My Lords, I accept what the noble Lord has said. On the other hand, I am now responsible for the Civil Service and am anxious that we simplfy matters and ease the administrative burden. That must be our aim. We have achieved success in this, and have even had a reduction in manpower of about 12,000 over the last two years.


My Lords, is the noble Lord the Leader of the House aware that employees claiming sickness benefit always have to wait for certainly three weeks, and often six weeks, and that, if they do not have a kind employer, that can cause hardship? Is the noble Lord further aware that I believe a lot of difficulty is caused by the fact that there are inexperienced staff dealing with these matters, some of whom have very little knowledge of English?


My Lords, I know that there is sometimes a problem, but I would not say that the staff are inexperienced. They are very good staff. But if we wanted to have further surveillance that would mean more manpower, and I thought that the Party opposite was for reducing the numbers of civil servants and expenditure.


My Lords, cannot the noble Lord make a small beginning by dispensing with outside political advisers who now figure on the Civil Service List, but make no contribution to the national good?


That is another matter, my Lords.
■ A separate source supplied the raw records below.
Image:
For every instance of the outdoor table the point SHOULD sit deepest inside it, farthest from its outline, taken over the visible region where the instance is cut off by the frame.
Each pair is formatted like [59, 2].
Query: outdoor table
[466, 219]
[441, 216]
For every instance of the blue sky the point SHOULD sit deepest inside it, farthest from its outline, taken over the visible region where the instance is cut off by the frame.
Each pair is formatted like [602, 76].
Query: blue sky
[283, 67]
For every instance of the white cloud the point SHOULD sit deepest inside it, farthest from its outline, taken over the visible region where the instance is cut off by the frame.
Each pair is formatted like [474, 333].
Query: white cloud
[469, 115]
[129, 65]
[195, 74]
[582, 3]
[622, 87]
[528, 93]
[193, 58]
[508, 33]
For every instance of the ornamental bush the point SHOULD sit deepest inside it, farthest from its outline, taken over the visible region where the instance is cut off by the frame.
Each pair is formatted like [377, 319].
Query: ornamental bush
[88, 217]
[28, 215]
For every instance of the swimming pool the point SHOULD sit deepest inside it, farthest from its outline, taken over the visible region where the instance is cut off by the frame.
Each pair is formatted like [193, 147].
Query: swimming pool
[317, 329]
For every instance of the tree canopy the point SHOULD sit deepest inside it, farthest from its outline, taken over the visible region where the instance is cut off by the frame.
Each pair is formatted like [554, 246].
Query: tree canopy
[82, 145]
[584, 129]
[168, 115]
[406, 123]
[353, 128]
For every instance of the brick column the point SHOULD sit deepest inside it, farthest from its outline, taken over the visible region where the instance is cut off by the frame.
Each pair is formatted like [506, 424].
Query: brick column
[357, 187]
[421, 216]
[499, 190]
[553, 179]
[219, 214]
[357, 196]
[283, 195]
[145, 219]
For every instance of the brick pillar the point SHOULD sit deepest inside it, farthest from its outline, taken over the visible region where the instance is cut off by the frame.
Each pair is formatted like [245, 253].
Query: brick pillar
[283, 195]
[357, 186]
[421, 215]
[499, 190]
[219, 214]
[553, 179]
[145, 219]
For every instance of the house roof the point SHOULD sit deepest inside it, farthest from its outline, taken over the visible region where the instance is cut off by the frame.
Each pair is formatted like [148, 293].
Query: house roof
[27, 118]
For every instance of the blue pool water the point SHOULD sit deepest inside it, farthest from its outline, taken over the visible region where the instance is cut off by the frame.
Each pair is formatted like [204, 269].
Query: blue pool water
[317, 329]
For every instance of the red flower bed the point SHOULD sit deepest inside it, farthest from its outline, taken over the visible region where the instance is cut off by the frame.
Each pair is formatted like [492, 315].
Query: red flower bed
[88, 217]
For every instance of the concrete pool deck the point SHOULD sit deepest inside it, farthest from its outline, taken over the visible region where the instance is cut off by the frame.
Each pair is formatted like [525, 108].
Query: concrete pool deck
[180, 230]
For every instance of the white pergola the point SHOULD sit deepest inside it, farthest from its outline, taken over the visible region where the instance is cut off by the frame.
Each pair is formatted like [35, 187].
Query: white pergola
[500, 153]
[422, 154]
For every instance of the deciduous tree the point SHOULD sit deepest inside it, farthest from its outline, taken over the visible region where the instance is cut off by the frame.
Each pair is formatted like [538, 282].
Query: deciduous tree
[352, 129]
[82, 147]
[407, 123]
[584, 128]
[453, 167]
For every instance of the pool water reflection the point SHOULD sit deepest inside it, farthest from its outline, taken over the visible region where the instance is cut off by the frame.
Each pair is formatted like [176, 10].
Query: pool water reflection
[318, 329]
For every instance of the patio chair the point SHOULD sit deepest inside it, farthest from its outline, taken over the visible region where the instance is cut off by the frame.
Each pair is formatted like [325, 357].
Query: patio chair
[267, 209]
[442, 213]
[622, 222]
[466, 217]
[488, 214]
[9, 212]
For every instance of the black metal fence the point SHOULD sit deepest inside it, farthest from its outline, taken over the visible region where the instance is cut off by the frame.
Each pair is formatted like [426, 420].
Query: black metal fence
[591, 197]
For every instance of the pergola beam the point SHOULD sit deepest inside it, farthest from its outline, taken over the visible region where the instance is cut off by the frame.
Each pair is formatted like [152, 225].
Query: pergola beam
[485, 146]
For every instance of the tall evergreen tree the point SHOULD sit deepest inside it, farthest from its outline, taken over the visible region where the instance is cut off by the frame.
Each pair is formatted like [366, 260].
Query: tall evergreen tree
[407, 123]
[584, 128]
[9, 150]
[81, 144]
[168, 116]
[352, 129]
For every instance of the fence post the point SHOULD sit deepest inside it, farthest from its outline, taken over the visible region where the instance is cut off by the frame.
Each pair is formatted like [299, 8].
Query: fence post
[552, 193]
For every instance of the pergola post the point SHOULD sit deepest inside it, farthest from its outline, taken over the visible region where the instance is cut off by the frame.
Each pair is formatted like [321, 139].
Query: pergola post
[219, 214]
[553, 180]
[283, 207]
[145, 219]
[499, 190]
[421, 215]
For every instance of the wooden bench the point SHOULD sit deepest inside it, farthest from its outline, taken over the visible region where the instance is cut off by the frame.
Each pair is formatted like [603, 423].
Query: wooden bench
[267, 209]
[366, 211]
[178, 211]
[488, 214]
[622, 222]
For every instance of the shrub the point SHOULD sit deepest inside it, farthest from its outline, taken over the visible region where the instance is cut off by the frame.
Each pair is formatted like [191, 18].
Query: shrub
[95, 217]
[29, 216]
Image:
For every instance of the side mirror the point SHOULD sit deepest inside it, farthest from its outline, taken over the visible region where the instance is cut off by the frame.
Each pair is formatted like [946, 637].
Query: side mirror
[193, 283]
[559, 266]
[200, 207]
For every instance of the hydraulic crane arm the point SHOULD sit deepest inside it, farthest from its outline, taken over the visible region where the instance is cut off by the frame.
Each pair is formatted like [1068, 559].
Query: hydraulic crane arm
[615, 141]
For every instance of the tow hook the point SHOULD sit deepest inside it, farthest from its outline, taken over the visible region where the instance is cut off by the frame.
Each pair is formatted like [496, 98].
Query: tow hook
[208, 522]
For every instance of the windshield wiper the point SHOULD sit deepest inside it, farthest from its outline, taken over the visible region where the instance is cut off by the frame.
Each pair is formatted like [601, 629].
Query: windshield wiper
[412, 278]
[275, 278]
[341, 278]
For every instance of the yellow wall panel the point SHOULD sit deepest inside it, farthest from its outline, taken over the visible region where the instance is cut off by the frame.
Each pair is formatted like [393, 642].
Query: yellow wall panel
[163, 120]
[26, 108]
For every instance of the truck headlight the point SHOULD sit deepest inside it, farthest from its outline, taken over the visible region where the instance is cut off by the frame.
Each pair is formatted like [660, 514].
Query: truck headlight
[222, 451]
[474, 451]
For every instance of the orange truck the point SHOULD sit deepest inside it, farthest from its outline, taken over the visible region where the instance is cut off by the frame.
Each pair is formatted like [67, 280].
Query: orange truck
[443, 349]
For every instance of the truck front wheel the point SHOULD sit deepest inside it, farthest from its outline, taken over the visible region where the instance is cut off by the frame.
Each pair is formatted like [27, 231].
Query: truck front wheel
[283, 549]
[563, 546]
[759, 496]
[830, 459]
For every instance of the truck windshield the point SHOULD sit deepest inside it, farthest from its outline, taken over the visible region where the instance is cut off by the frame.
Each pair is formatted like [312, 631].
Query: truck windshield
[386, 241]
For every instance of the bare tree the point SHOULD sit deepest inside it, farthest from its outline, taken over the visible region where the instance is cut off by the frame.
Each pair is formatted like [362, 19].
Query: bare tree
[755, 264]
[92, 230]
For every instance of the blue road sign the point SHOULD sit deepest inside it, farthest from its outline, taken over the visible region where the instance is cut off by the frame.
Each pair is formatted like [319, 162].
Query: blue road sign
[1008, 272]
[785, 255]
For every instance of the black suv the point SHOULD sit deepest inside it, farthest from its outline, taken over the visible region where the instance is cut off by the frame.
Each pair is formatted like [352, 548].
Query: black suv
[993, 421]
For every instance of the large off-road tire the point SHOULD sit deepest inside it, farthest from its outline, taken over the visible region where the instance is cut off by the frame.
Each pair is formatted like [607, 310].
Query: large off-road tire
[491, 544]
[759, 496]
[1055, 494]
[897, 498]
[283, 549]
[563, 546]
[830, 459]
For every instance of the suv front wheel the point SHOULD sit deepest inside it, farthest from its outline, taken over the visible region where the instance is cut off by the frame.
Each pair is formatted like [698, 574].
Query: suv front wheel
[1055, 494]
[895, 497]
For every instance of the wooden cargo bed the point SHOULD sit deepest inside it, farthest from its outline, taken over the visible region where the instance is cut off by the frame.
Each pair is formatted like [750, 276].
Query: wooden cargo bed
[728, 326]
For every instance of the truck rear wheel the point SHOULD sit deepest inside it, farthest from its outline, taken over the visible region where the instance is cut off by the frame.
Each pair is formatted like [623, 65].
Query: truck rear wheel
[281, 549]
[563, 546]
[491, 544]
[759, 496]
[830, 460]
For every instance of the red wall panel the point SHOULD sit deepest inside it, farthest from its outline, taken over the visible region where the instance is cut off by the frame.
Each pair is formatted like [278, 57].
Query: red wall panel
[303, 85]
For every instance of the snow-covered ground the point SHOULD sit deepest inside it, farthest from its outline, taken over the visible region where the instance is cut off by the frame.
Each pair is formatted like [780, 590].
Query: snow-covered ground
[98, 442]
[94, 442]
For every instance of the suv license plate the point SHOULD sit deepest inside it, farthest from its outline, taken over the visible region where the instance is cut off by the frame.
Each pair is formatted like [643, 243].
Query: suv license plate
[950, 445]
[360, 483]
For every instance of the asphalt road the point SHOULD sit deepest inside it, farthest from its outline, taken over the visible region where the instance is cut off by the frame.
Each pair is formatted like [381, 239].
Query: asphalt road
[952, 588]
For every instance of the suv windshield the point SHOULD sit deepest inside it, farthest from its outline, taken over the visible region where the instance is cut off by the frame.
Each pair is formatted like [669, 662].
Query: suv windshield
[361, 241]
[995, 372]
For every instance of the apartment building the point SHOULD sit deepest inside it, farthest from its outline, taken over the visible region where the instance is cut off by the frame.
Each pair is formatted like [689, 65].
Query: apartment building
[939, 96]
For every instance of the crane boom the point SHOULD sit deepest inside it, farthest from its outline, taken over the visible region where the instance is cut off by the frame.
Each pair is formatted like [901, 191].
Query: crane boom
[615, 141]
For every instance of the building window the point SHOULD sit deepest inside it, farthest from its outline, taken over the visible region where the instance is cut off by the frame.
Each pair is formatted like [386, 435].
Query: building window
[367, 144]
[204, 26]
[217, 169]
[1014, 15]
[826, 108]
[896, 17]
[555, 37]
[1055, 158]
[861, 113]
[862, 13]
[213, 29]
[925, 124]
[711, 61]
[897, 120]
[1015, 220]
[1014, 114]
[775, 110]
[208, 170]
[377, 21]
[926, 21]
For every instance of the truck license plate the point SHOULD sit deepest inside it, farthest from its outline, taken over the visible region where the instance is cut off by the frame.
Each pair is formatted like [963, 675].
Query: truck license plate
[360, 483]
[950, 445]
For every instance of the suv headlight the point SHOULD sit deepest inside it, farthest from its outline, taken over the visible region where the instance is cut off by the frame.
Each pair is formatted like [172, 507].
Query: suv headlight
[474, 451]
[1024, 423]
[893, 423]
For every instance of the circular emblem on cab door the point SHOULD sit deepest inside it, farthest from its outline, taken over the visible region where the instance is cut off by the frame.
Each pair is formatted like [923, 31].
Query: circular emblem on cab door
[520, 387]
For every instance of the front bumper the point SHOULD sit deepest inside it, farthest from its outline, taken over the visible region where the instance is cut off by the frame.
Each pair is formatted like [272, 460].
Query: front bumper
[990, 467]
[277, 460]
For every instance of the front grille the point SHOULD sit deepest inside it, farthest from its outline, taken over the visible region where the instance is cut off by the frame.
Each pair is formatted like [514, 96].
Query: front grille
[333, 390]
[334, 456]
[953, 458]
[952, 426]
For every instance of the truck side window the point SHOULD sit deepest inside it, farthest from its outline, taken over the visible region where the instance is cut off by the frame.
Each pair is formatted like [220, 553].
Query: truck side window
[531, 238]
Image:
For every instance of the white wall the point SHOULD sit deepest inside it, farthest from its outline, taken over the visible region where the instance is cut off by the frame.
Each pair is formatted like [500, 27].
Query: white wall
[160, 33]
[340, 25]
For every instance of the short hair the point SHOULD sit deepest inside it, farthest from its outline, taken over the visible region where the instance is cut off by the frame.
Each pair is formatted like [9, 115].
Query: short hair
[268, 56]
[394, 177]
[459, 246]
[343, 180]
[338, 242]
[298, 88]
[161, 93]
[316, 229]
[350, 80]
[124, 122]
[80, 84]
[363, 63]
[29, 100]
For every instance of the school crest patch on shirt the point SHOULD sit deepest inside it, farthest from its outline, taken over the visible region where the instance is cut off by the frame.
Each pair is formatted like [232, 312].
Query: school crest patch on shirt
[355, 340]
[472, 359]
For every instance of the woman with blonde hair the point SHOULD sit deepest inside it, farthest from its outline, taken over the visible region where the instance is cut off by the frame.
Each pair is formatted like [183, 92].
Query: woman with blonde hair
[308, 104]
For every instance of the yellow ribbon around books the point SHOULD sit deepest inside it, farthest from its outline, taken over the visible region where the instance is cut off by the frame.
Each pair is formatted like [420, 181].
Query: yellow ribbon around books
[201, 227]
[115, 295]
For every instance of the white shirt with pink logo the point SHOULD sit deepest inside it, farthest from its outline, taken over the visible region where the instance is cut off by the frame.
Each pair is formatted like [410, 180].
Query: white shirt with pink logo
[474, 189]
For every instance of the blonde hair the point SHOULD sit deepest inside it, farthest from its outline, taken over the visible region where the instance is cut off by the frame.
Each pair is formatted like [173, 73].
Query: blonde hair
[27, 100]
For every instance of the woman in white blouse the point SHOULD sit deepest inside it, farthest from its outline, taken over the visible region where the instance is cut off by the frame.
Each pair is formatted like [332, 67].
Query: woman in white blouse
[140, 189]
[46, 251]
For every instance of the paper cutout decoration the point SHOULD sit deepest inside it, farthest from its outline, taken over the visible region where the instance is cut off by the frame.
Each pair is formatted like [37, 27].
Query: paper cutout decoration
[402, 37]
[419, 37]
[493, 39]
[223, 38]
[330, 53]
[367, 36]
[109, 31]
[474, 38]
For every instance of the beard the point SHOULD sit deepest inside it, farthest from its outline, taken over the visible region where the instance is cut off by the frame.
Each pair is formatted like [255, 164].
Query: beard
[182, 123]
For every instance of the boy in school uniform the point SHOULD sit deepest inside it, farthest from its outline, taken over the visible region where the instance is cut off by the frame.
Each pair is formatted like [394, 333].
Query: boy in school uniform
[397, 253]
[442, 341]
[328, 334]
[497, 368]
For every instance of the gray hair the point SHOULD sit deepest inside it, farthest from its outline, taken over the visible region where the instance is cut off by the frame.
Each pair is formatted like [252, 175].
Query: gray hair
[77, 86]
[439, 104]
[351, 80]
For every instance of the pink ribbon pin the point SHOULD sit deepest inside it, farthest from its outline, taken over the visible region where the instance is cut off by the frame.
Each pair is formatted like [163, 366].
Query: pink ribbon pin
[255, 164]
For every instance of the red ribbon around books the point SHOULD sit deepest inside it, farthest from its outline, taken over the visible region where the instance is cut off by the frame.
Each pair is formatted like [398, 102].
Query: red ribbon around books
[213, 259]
But the noble Lord knows that there are political advisers even under a Conservative Administration.


My Lords, can the noble Lord say whether there has been any recent joint investigation by the Departments to which he referred in his original Answer today into the possibility of introducing a tax credit scheme?


My Lords, that is another matter. It is one which we shall note, but we have made no decision on that at all.


My Lords, I wonder whether the noble Lord the Leader of the House can give us any idea of the ratio of manpower and wages to the amount of benefits dispensed, because it is a very large sum of money. If the noble Lord does not have the information with him, will he perhaps be able to obtain it?


Yes, my Lords. I will see whether I can get a figure. I do not have one now, but I will certainly go into this.


My Lords, has my noble friend paid any attention to the size of the staff of the Inland Revenue Department, and can he perhaps cut down some of the staff in that Department? Their letters seem to come far too promptly.


My Lords, I think that the Inland Revenue is a very efficient Department. I had the honour and privilege of being their guest at a conference a year ago, and had discussions with them. I think that we are well served by the people in that Department.


My Lords, is my noble friend aware that some of us are concerned that the least well-off in the community are the least articulate? Any cuts in the service would hit them hard, and some of us would condemn it.


Yes, my Lords. I believe that there is quite a lot in what my noble friend has said.